Sol tibi signa dabit

da F. PIAZZI, A. GIORDANO RAMPIONI, Multa per aequora: Letteratura, antologia e autori della lingua latina. Vol. 2, Augusto e la prima età imperiale, Bologna 2004, pp. 43-44; 46.

Eclissi solare, 20 marzo 2015.

 

Virgilio, Georgiche I 463-471.

Dalla parte didascalica dedicata ai fenomeni naturali Virgilio passa al famoso finale dei presagi della morte di Cesare. Sono cupamente presenti i prodigi naturali che preannunciano tristi avvenimenti per i Romani. L’uccisione di Cesare è fatto tragico non solo in sé, ma soprattutto per le sventure che ne conseguono […]

Il passaggio fra la parte didascalica e il finale è fornito dalla convinzione degli antichi che fenomeni come le macchie solari presagiscono catastrofi sulla terra. Solem, l’astro premonitore, in posizione iniziale del secondo emistichio, costituito da un’interrogativa retorica quis audeat (con il verbo in rejet), sarà ripreso insistentemente dall’anaforico ille (vv. 464 e 466). Ed è l’ultima immagine di luce che scompare; seguono elementi di fosca oscurità: caecus tumultus (v. 464), operta bella (v. 465), obscura ferrugine (v. 467), fino alla totale scomparsa della luce, noctem (v. 468), per sempre, aeternam. Contribuiscono a determinare la cupezza del quadro il suono della u presente in questi versi e particolarmente insistente nel v. 467: cum caput obscura nitidum ferrugine texit in un gioco di parallitterazioni certo non casuale; il voluto accostamento obscura/nitidum rende più vivo il contrasto tra luce ed oscurità. Cadenza la premonizione la iunctura del signa dare al v. 471, riprende il sol tibi signa dabit del v. 463.

Tutti gli elementi della natura concorrono ad essa: la terra (tellus), il mare (aequora ponti), e anche gli animali, vivi rappresentanti della terra e del cielo, connotati da aggettivi dal significato magico-religioso, obscenaeque canes importunaeque volucres, personificazione del tristo messaggio soprannaturale, in un verso in cui il polisindeto e il prevalere degli spondei conferiscono solennità al dettato poetico […]

 

Sol tibi signa dabit[1]. Solem quis dicere falsum[2]

audeat?
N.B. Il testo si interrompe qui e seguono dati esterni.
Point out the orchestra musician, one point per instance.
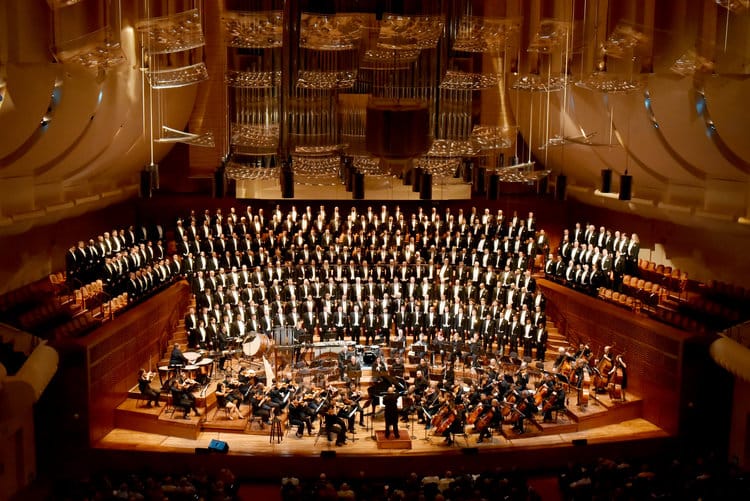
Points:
(144, 386)
(299, 417)
(525, 408)
(176, 358)
(390, 401)
(182, 396)
(334, 424)
(231, 400)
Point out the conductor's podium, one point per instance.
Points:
(403, 442)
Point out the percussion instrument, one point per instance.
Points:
(205, 367)
(258, 346)
(368, 358)
(191, 357)
(190, 370)
(165, 373)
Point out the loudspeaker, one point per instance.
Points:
(416, 179)
(425, 190)
(480, 174)
(220, 183)
(626, 183)
(145, 184)
(218, 446)
(467, 171)
(358, 186)
(493, 186)
(287, 182)
(348, 177)
(561, 186)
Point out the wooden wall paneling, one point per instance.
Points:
(653, 351)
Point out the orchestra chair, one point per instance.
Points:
(252, 418)
(221, 404)
(322, 431)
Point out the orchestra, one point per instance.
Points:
(466, 298)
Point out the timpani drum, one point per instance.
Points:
(205, 367)
(191, 371)
(258, 346)
(191, 357)
(368, 358)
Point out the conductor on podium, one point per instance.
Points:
(390, 401)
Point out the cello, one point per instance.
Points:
(474, 414)
(484, 420)
(601, 377)
(617, 380)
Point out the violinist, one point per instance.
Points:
(449, 376)
(390, 401)
(176, 358)
(352, 399)
(379, 367)
(618, 377)
(420, 383)
(430, 406)
(334, 424)
(453, 421)
(525, 409)
(555, 401)
(144, 386)
(182, 397)
(299, 417)
(490, 417)
(259, 403)
(231, 401)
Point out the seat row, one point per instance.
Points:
(620, 299)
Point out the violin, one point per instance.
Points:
(474, 414)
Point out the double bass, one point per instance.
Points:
(484, 420)
(601, 377)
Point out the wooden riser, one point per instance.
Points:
(156, 420)
(403, 442)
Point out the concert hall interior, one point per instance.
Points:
(383, 236)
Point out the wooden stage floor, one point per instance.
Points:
(260, 444)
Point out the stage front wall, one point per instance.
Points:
(652, 351)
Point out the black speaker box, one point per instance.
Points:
(358, 186)
(480, 173)
(467, 171)
(145, 184)
(425, 190)
(220, 183)
(561, 186)
(493, 186)
(287, 183)
(626, 185)
(416, 180)
(218, 446)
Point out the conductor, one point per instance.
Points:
(390, 400)
(176, 358)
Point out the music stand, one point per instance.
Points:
(275, 430)
(428, 421)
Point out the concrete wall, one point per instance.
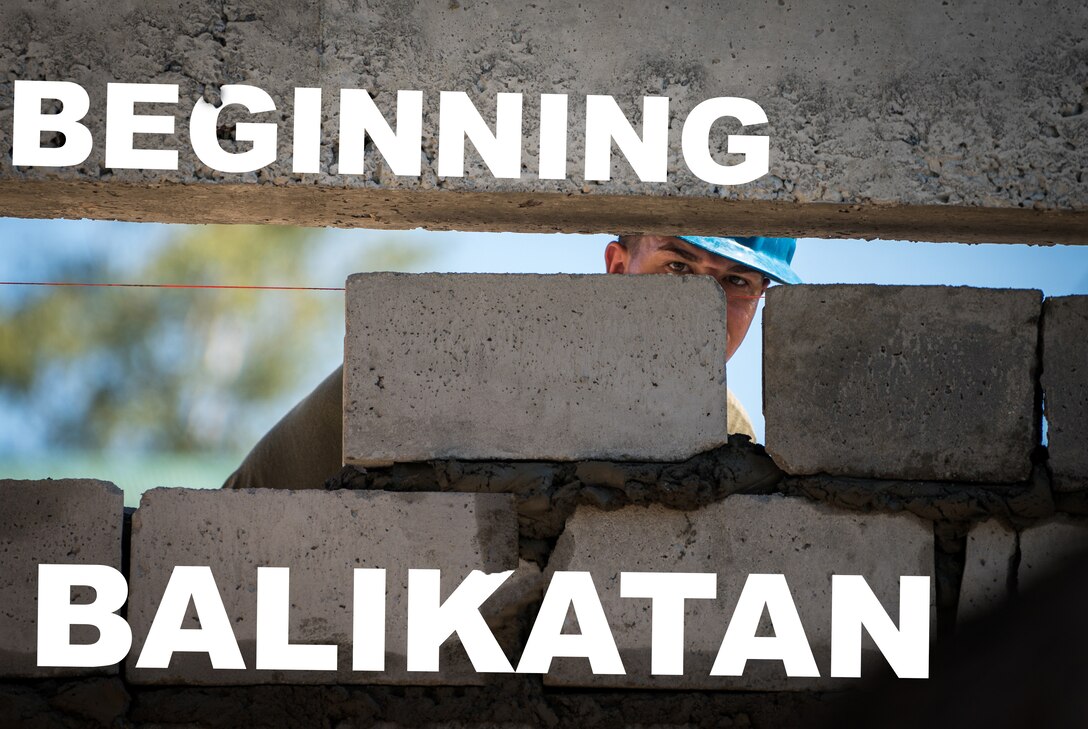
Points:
(732, 510)
(962, 121)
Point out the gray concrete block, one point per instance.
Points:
(739, 535)
(902, 382)
(991, 551)
(321, 536)
(69, 521)
(532, 367)
(1050, 546)
(1065, 390)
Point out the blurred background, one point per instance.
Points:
(171, 387)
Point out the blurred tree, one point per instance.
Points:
(181, 370)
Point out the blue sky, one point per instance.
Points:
(27, 245)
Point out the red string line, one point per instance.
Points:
(220, 286)
(113, 285)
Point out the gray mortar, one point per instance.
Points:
(546, 493)
(865, 107)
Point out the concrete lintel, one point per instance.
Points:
(530, 212)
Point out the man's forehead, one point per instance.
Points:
(690, 251)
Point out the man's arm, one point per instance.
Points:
(305, 448)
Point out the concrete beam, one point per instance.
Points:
(867, 120)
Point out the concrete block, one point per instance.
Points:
(1065, 390)
(69, 521)
(321, 536)
(902, 382)
(739, 535)
(532, 367)
(991, 551)
(1048, 547)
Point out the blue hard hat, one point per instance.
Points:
(769, 256)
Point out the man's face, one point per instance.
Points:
(655, 254)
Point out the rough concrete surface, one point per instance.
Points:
(1050, 546)
(321, 536)
(988, 569)
(902, 382)
(69, 521)
(520, 367)
(506, 704)
(740, 535)
(865, 106)
(1065, 390)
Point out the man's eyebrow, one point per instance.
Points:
(674, 248)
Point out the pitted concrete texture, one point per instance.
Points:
(740, 535)
(902, 382)
(1049, 547)
(522, 367)
(321, 536)
(69, 521)
(988, 567)
(1065, 390)
(864, 107)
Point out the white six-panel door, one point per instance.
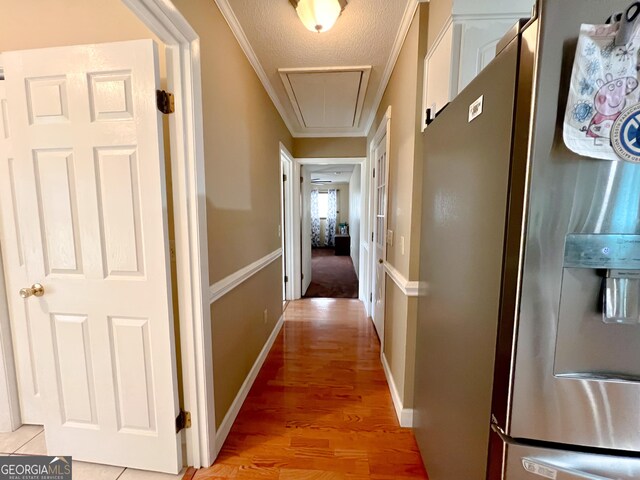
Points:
(91, 200)
(16, 275)
(379, 234)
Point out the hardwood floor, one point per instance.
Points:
(320, 408)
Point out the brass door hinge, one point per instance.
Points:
(164, 101)
(183, 420)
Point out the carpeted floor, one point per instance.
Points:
(332, 276)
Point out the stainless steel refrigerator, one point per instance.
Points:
(520, 372)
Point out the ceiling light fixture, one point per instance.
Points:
(319, 15)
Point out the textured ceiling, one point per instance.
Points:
(364, 34)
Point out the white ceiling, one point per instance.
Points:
(368, 33)
(335, 173)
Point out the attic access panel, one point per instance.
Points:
(327, 97)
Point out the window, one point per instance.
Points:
(323, 204)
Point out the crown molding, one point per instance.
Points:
(409, 13)
(238, 32)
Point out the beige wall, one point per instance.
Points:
(239, 332)
(242, 132)
(404, 95)
(347, 147)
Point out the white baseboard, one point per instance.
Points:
(405, 415)
(234, 409)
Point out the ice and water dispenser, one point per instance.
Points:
(599, 316)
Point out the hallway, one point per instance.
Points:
(320, 407)
(332, 276)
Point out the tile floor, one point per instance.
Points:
(29, 440)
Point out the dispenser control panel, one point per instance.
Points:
(606, 251)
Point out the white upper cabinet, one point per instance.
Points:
(465, 45)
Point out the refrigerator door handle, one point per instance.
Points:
(545, 469)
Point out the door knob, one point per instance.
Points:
(36, 290)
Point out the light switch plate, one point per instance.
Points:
(475, 109)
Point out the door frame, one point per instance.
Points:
(187, 166)
(296, 214)
(287, 230)
(384, 129)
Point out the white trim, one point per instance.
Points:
(224, 286)
(234, 409)
(187, 154)
(9, 402)
(365, 70)
(409, 288)
(405, 415)
(330, 161)
(238, 32)
(409, 13)
(288, 243)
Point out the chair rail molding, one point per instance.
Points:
(224, 286)
(409, 288)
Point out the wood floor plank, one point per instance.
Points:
(320, 408)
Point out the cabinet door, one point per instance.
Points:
(441, 71)
(478, 41)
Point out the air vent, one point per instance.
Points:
(327, 97)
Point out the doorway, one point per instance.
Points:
(190, 245)
(334, 191)
(346, 177)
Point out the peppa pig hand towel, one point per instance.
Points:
(604, 84)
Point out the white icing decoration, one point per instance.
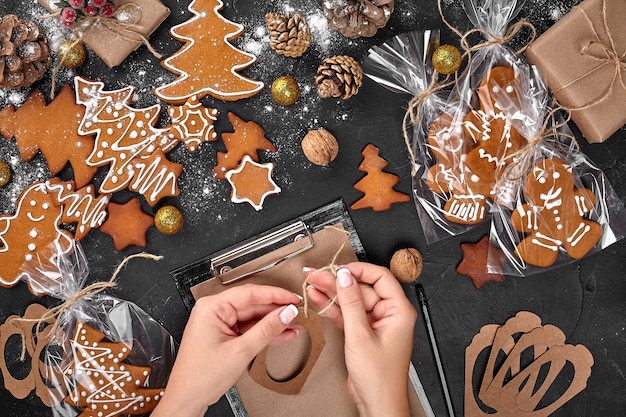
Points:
(268, 168)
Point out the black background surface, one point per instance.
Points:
(586, 299)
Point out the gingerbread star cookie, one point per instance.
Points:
(474, 263)
(252, 182)
(127, 224)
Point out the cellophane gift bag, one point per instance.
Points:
(106, 357)
(403, 65)
(471, 143)
(553, 204)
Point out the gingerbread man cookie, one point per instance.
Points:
(468, 193)
(489, 127)
(33, 227)
(554, 216)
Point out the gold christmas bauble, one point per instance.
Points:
(406, 265)
(5, 174)
(285, 90)
(446, 59)
(168, 220)
(73, 53)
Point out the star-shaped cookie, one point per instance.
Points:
(252, 182)
(127, 224)
(474, 263)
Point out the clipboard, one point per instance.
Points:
(276, 257)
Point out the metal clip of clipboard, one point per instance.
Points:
(228, 266)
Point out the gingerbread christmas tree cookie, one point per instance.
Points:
(376, 185)
(208, 63)
(106, 385)
(53, 130)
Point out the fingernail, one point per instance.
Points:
(345, 278)
(288, 314)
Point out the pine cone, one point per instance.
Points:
(355, 18)
(24, 52)
(289, 35)
(339, 76)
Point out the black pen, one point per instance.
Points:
(421, 298)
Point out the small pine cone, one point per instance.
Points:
(339, 76)
(289, 35)
(356, 18)
(24, 52)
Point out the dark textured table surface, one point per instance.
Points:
(586, 299)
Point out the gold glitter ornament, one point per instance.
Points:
(5, 174)
(168, 220)
(285, 90)
(446, 59)
(73, 53)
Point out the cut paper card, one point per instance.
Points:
(524, 375)
(291, 383)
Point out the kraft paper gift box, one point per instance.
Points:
(582, 59)
(113, 44)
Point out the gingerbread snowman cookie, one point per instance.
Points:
(554, 217)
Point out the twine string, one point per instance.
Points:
(332, 267)
(491, 39)
(609, 55)
(91, 290)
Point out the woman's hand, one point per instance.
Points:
(224, 333)
(378, 322)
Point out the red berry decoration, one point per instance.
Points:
(107, 10)
(68, 16)
(90, 10)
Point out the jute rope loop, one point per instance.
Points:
(608, 54)
(126, 31)
(332, 267)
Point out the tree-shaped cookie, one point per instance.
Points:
(103, 384)
(126, 139)
(207, 63)
(376, 185)
(247, 139)
(53, 129)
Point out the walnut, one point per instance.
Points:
(320, 146)
(406, 265)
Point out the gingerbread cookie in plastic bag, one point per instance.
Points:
(554, 217)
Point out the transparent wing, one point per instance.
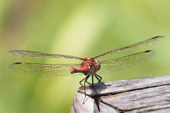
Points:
(42, 69)
(113, 65)
(134, 46)
(39, 55)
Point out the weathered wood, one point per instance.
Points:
(143, 95)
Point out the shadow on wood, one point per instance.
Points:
(143, 95)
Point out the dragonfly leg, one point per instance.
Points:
(85, 79)
(82, 80)
(99, 78)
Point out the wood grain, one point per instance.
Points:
(143, 95)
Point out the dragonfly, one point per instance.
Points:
(88, 66)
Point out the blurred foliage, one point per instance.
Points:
(78, 28)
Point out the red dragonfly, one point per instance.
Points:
(89, 66)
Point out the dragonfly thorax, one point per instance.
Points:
(89, 67)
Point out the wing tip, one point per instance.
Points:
(160, 37)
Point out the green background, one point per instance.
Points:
(83, 28)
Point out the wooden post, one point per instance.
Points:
(143, 95)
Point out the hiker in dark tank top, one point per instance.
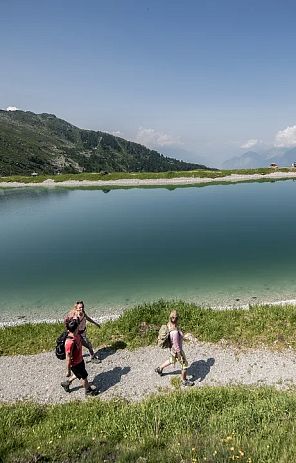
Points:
(176, 353)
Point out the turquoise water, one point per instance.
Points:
(223, 244)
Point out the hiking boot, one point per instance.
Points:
(187, 383)
(66, 386)
(91, 392)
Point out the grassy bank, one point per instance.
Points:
(140, 175)
(271, 326)
(207, 424)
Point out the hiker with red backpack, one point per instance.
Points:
(74, 359)
(171, 336)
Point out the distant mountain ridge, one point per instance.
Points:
(251, 159)
(43, 143)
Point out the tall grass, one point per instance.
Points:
(206, 424)
(272, 326)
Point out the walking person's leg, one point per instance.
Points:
(184, 366)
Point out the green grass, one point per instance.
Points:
(141, 175)
(271, 326)
(206, 424)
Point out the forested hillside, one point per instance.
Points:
(43, 143)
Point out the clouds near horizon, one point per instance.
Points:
(152, 138)
(286, 138)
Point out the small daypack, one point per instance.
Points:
(60, 346)
(164, 340)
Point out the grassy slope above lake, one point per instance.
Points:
(210, 424)
(271, 326)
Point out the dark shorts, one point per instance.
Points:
(80, 371)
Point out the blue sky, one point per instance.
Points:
(201, 80)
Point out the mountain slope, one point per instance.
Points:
(43, 143)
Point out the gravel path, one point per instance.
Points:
(154, 181)
(130, 374)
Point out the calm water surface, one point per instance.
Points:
(214, 244)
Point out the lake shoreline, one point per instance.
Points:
(18, 320)
(134, 182)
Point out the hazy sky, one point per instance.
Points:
(200, 79)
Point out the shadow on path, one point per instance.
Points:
(201, 368)
(103, 381)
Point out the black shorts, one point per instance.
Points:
(80, 371)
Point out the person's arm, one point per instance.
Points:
(91, 320)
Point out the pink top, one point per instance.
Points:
(176, 340)
(82, 323)
(73, 343)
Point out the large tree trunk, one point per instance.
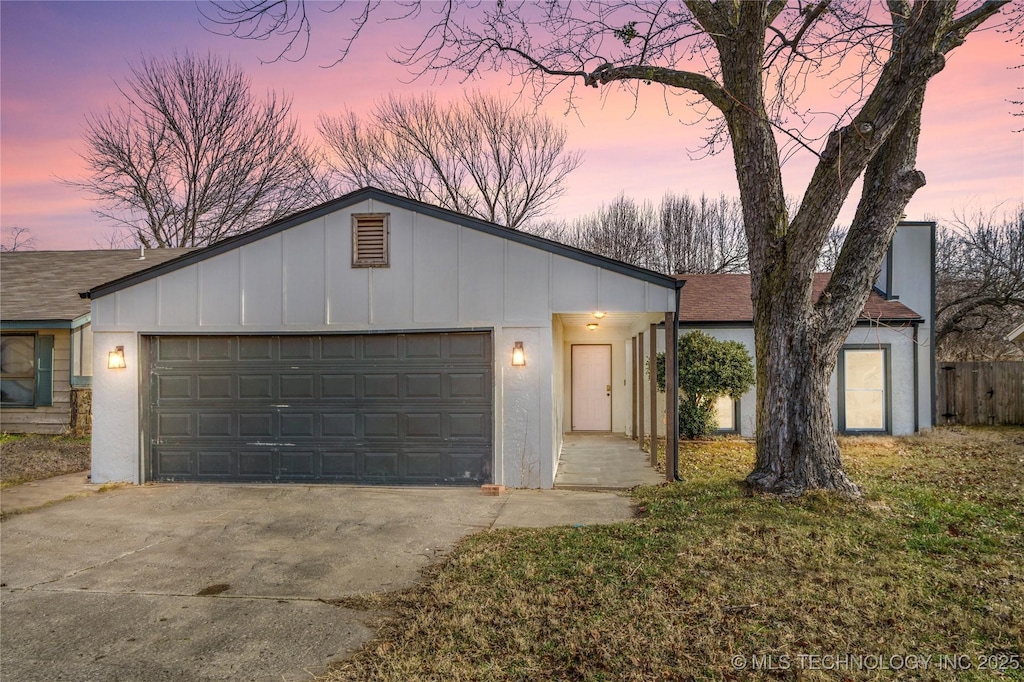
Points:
(797, 449)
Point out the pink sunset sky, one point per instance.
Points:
(60, 60)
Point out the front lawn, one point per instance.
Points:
(711, 584)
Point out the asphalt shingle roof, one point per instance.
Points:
(45, 285)
(726, 298)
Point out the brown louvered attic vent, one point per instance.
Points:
(370, 240)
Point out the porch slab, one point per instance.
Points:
(603, 462)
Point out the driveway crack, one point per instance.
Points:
(78, 571)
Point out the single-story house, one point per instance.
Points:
(370, 339)
(46, 336)
(884, 380)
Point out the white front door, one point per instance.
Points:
(592, 388)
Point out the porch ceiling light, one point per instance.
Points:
(518, 355)
(116, 358)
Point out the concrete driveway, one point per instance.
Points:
(231, 582)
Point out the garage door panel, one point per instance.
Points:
(424, 465)
(173, 463)
(215, 463)
(470, 426)
(216, 387)
(297, 387)
(297, 425)
(256, 387)
(298, 464)
(256, 463)
(339, 347)
(380, 425)
(341, 465)
(424, 386)
(174, 425)
(424, 426)
(380, 386)
(259, 425)
(175, 388)
(338, 386)
(375, 409)
(216, 425)
(469, 385)
(339, 425)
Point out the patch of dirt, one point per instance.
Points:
(34, 457)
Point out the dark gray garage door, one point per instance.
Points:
(368, 409)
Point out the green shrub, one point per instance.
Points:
(708, 369)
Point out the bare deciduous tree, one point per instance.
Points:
(700, 237)
(679, 236)
(979, 286)
(748, 64)
(190, 157)
(17, 239)
(481, 157)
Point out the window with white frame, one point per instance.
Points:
(725, 414)
(863, 390)
(26, 370)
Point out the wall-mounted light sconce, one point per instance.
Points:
(518, 355)
(116, 358)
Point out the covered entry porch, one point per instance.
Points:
(608, 403)
(603, 462)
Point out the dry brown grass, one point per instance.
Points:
(25, 458)
(929, 563)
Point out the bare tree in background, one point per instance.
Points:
(17, 239)
(744, 67)
(979, 286)
(190, 157)
(481, 156)
(700, 237)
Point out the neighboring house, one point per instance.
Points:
(371, 339)
(46, 336)
(883, 381)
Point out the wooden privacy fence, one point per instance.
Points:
(980, 393)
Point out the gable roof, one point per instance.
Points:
(396, 201)
(726, 298)
(38, 286)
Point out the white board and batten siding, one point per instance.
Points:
(300, 280)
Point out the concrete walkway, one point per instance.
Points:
(603, 462)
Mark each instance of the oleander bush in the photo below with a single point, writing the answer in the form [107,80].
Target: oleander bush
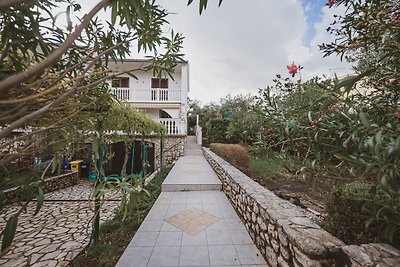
[233,153]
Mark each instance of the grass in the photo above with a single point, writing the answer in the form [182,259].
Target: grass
[116,234]
[274,165]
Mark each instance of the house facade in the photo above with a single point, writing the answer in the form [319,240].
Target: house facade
[164,99]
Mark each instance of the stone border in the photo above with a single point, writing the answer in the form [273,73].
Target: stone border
[50,184]
[283,233]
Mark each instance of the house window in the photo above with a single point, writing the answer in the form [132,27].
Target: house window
[120,82]
[159,83]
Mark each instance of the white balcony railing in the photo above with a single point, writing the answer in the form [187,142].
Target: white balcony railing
[147,95]
[174,126]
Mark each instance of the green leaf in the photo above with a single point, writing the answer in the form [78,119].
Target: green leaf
[369,222]
[364,120]
[350,81]
[39,200]
[378,137]
[9,232]
[69,21]
[2,199]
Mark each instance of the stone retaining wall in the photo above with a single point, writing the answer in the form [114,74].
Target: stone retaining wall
[50,184]
[282,232]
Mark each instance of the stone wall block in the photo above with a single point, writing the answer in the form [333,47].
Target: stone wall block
[282,232]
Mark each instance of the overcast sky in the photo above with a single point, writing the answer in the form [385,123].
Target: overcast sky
[242,45]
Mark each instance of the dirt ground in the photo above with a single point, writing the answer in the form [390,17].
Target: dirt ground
[294,189]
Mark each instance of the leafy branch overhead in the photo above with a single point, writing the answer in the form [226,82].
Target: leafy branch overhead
[54,74]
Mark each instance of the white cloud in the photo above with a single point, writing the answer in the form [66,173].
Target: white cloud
[240,47]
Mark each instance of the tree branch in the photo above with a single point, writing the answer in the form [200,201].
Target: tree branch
[6,4]
[54,57]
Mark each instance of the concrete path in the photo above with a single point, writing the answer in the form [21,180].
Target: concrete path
[58,233]
[191,225]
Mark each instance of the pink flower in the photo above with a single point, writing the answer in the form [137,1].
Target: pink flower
[331,3]
[292,69]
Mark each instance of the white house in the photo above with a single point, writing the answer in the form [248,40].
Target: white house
[164,99]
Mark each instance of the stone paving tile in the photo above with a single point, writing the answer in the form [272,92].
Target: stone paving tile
[57,233]
[223,243]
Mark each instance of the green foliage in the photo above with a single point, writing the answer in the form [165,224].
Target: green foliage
[234,154]
[116,234]
[54,77]
[269,165]
[348,220]
[244,127]
[216,130]
[9,232]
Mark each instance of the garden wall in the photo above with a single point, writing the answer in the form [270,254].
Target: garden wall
[50,184]
[282,232]
[173,148]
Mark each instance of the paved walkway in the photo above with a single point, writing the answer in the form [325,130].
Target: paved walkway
[192,222]
[58,233]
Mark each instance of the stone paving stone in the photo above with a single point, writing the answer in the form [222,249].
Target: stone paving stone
[57,233]
[200,228]
[194,256]
[164,256]
[223,255]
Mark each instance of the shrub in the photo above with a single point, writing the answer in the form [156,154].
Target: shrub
[234,154]
[348,217]
[216,130]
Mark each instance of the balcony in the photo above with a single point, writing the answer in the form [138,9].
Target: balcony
[174,126]
[147,95]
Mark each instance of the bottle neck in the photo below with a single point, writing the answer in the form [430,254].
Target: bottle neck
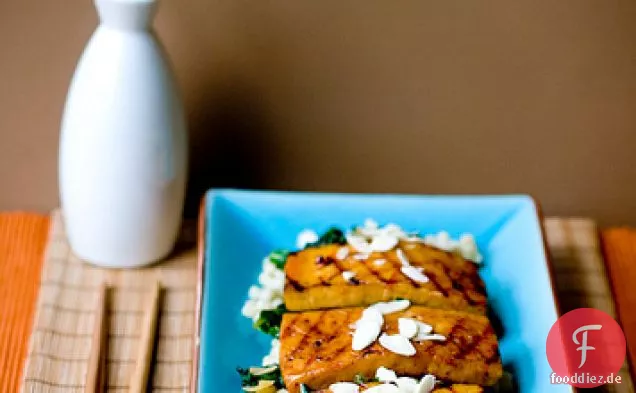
[126,14]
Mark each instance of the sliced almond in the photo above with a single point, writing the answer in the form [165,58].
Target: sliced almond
[407,384]
[367,331]
[397,344]
[407,327]
[262,370]
[305,237]
[402,257]
[391,307]
[423,329]
[414,273]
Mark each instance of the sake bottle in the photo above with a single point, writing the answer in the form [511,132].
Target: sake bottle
[122,158]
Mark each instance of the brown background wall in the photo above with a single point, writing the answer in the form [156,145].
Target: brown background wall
[368,96]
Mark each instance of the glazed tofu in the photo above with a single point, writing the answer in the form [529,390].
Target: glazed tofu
[316,348]
[315,279]
[457,388]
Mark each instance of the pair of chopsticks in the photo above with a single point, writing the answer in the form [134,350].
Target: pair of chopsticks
[96,376]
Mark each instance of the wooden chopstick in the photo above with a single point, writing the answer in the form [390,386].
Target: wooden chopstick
[96,376]
[139,380]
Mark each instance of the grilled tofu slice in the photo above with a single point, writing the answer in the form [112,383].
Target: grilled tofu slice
[457,388]
[314,279]
[316,348]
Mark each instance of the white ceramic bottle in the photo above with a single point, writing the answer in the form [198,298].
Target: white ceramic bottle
[122,163]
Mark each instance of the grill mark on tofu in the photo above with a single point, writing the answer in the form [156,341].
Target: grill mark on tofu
[313,283]
[469,355]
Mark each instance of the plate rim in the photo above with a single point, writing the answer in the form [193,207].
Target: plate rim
[202,238]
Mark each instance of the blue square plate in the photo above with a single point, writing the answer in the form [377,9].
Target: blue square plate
[239,228]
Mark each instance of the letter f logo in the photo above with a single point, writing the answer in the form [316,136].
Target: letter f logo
[583,344]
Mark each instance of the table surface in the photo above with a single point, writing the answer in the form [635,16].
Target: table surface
[23,238]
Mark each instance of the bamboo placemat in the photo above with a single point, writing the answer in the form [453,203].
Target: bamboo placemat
[60,342]
[61,338]
[580,275]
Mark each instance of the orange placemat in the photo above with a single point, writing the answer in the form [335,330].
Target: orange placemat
[619,246]
[22,241]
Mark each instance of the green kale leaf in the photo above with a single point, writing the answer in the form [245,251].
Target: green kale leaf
[269,320]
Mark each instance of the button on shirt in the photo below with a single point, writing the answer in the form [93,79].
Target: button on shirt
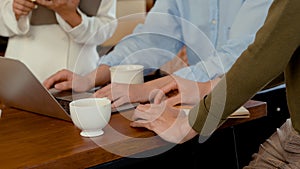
[215,33]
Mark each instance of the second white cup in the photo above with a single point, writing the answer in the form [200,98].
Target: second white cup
[127,74]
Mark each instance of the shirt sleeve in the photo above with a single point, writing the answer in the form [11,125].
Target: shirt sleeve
[9,26]
[263,61]
[150,44]
[95,29]
[248,20]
Ille etiam caecos[3] instare tumultus

saepe monet fraudemque et operta tumescere[4] bella;

ille etiam exstincto miseratus Caesare Romam,

cum caput obscura nitidum[5] ferrugine texit

impiaque aeternam timuerunt saecula noctem[6].

Tempore quamquam illo tellus quoque et aequora ponti

obscenaeque canes importunaeque volucres

signa dabant[7].

 

…il sole ti darà segni. Chi oserebbe dir falso

il sole? Spesso esso avverte persino il sopravvenire

del tumulto che rende ciechi, la preparazione di frodi e di guerre nascoste.

Quando Cesare fu assassinato, perfino esso ebbe pietà di Roma,

allorché coprì  di fosca caligine il volto luminoso

e le empie generazioni temettero una notte eterna.

Peraltro, in quell’occasione, davano segni anche la terra

e le distese del mare, le cagne in calore e gli uccelli

funesti.

 

***

Note:

 

[1] Spesso il sole preannuncia tumulti e guerre.

[2] Falsum ha la radice del verbo fallere, «ingannare, trarre in errore», quindi qui «falso» nel senso di «menzognero».

[3] Caecus in senso passivo, ma non è escluso anche il valore attivo «che rende ciechi», naturalmente a causa della passione, in questo caso, politica.

[4] Tumescere è incoativo di tumere ed ha la stessa radice di tumultus; l’immagine su cui Virgilio insiste è quella di un bubbone che si gonfia senza che nessuno se ne accorga (caecus tumultus; operta bella).

[5] L’oscuramento del sole, sottolineato dalla posizione delle parole in modo tale che i due termini contrastanti obscura e nitidum siano accostati, è dovuto al raccapriccio per quanto era accaduto. Così al sole vengono attribuiti sentimenti umani.

[6] Impius è un aggettivo spesso usato da Virgilio con riferimento alla guerra (impius miles; impius Mars); qui si allude alle guerre civili oltre che all’uccisione di Cesare; l’uso di saecula (plur. poetico) fa allusione, per opposizione, ai saecula aurea.

[7] Obscenus è recuperato qui con il significato originario magico-religioso «di cattivo augurio» (da cui deriverà quello nella lingua comune di «sudicio, laido» in senso materiale e morale); vengono così indicati tutti gli elementi della natura: il cielo, attraverso il sole, il mare, la terra, attraverso le obscenaeque canes, e l’aria, attraverso gli importunaeque volucres.